4 min read

Making your Snowflake pipeline robust with Fosfor Spectra

Reading Time: 4 minutes

Q: “How can I avoid constantly jumping between Snowflake UI and Spectra UI to know what transformations would be apt for this data pipeline I am trying to configure on Fosfor Spectra?” 

Q: “How do I ensure that the pipelines I am developing are not affecting my production databases and still be able to see the results of my pipeline execution without writing to an actual table?” 

Q: “I am done with testing my pipeline. Now, I want to have a robust, production-ready version of my flow. How can I achieve this?”

When creating Snowflake data pipelines on Fosfor Spectra, these common questions come to mind. In this article, let’s find out how Spectra facilitates its users to construct their Snowflake pipelines, make them robust and ensure that they are production-ready.

We will cover the following topics in this article:

  • Flow configuration and what nodes we will use.
  • How to see sample data of tables in Fosfor Spectra.
  • Using the peek node to validate the output of our flow.
  • Saving a production-ready version with an actual writer node.

Before we start, if you are not familiar with Spectra and (or) Snowflake, I would urge you to check out the following links to get started:

Now that we are familiar with the context, let’s begin.

Flow configuration and what nodes we will use

Consider a straightforward use case with two tables – Customer and Nation. I have chosen these tables from Snowflake’s sample data share SNOWFLAKE_SAMPLE_DATA and copied them into my own Database and Schema. 

Here’s what the structure of these tables looks like –

Customer

Nation


To achieve our use case, we would need to use the following nodes on Spectra

Two Snowflake readers

In this case, one reader is for monitoring the Customer Table and the other for the Nation Table. Configuring a reader node and checking its sample data from within Spectra is an effortless process. All you must do is drag a Snowflake reader node into the canvas. It can be found in the left panel under the READER Section.

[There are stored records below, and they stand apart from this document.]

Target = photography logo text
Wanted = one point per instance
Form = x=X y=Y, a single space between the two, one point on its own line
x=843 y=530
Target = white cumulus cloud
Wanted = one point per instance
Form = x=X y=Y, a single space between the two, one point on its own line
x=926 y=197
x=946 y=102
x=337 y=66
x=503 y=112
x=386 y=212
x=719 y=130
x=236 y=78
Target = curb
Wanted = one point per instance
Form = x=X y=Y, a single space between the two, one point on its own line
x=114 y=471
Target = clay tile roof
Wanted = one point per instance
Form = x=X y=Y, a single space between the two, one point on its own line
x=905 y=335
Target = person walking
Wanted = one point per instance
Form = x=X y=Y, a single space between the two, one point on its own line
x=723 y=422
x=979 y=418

Once on the canvas, the process is as simple as selecting your connection, database, schema, and table. Then, tap on the validate button.

How to see sample data of tables in Spectra

Awesome, we have configured our readers, and now you may be wondering, “How do I know what data is in these tables that I have configured my readers with? Do I have to go to my Snowflake UI to find out?” 

The answer is a very reassuring “NO.” This brings me to Spectra’s Sample Data feature. After validating the reader node as seen in the previous step, all you have to do here is click on the Data Tab in the Bottom Panel and give it a few seconds. 

This will fetch a sample of the data stored in your Snowflake table within the Spectra UI itself.

Join node

We will add a simple inner join to join the Customer and the Nation table on the NATIONKEY columns (JOIN ON C_NATIONKEY = N_NATIONKEY).

Additionally, from the INPUT section of our Join Node, let’s drag the C_CUSTKEY column under the first Snowflake Reader (corresponding to the Customer Table) and the N_NAME Column under the second Snowflake Reader (corresponding to the Nation Table) into the OUTPUT section of our Join Node.

Group by node

Let’s add a group by node and group the data on the N_NAME (Nation Name Column), and add an aggregation to count the number of customers in each Nation. We use COUNT(C_CUSTKEY) for this in the Aggregation sub-section under the PROCESS section or our Group by Node.

Peek node 

Finally, we will add a Peek Node into the canvas to test the pipeline we created. As the name suggests, the Peek Node is a process node that provides a quick glance over the data that would be potentially written to an actual writer at a particular point in the flow. In this case, after the Group By process node that we configured. 

This gives us the flexibility to check the data being produced at a particular pipeline stage without writing the data to an actual target table.

Using the peek node to validate the output of our flow

Like the sample data on the reader node, Spectra gives you an option to view the peek node sample data. 

The flow must first be executed successfully to get the sample data at any peek node. On its latest run history, the data can be viewed.

To do this, simply submit the flow to your configured Snowflake Warehouse for execution.

Once it is successfully executed, you should be able to see a successful entry in the run config tab as below.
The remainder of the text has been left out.